Clause 13 of the Bill contains a provision requiring the Commission to keep asset registers for insurers, insurance brokers, funds and other entities, and prohibits those entities from disposing of assets unless the Commission has been given 14 days’ advance notice of the disposal. The provision seems unduly restrictive: it will delay decisions which sometimes need to be made quickly – for example, the selling of stocks and shares.
Clause 13 also contains a provision giving insurers and other people who are aggrieved by decisions of the Commission a right of appeal to the Minister of Finance, though it does not specify what the Minister can do when faced with such an appeal. Insurers should have a right of appeal to a court rather than just to the Minister: it may be noted that under section 73 of the Banking Act, banks can appeal to the Minister against decisions of the Reserve Bank and, if they are dissatisfied with the Minister’s decision, they can appeal to the Administrative Court and from there to the Supreme Court. The same extended right of appeal should be given to persons aggrieved by the Commission’s decisions.
Evaluation of the Bill
Generally the amendments proposed in the Bill – particularly the establishment of the Fund – will enhance public confidence in the insurance and pensions sector and so will benefit the economy as a whole. That said, the Bill is carelessly drafted and is defective in several respects, some of which we have noted already. In addition the following errors and defects should be remedied:
- The Bill should amend the long title of the Act to reflect the establishment of the Fund.

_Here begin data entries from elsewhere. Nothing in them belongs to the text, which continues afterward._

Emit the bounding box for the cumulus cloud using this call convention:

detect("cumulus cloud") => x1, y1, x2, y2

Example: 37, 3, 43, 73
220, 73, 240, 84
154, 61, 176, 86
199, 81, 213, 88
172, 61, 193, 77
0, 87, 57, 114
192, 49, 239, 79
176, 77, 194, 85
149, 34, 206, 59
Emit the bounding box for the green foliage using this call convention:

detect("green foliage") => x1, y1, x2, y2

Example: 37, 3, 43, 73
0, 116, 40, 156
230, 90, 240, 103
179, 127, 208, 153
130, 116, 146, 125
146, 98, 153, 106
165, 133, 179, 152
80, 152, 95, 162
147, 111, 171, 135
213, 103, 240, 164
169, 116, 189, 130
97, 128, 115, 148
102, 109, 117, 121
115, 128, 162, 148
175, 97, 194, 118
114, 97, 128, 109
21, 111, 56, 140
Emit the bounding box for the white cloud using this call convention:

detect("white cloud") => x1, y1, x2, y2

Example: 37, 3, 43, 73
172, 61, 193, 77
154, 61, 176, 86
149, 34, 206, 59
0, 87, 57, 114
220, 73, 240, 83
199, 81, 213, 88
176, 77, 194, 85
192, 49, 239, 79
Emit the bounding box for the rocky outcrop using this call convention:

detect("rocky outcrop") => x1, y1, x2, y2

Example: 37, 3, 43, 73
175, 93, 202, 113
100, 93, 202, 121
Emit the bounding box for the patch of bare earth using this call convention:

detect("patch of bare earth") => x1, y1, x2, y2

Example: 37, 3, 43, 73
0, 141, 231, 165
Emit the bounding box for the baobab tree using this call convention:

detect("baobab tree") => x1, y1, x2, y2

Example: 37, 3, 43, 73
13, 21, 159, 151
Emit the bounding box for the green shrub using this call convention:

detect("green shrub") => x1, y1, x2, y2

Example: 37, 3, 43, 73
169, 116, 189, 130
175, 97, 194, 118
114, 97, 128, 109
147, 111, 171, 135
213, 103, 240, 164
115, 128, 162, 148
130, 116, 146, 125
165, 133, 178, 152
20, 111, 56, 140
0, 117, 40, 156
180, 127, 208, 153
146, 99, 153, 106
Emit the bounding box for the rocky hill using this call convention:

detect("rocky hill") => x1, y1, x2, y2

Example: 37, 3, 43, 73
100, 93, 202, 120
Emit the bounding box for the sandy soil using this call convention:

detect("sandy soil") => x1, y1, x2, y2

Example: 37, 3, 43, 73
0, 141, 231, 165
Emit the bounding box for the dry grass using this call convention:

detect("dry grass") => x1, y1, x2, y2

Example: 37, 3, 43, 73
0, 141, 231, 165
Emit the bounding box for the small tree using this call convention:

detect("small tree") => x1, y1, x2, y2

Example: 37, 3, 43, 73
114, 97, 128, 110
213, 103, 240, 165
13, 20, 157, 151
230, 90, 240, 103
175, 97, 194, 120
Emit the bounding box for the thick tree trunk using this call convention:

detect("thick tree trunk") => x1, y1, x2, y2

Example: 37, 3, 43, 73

Clause 2 of the Bill inserts two definitions into the Act, of “appointed director” and “independent director”. The Bill’s memorandum does not explain what these definitions are for but the intention seems to have been to change the title of members of the Board to directors. If so, the intention has not been followed up because throughout the Act references to “members” have not been changed to “directors”.
- In clause 13 the provisions for determining when an insurer or pension fund becomes insolvent [and thereby entitling policy holders or members to compensation] need to be clarified: there is no provision in the Insurance Act or the Pension and Provident Funds Act for entities to be “declared to be of unsound financial position”, as stated in the Amendment Bill.
It is to be hoped that the necessary amendments will be made to the Bill during its passage through Parliament.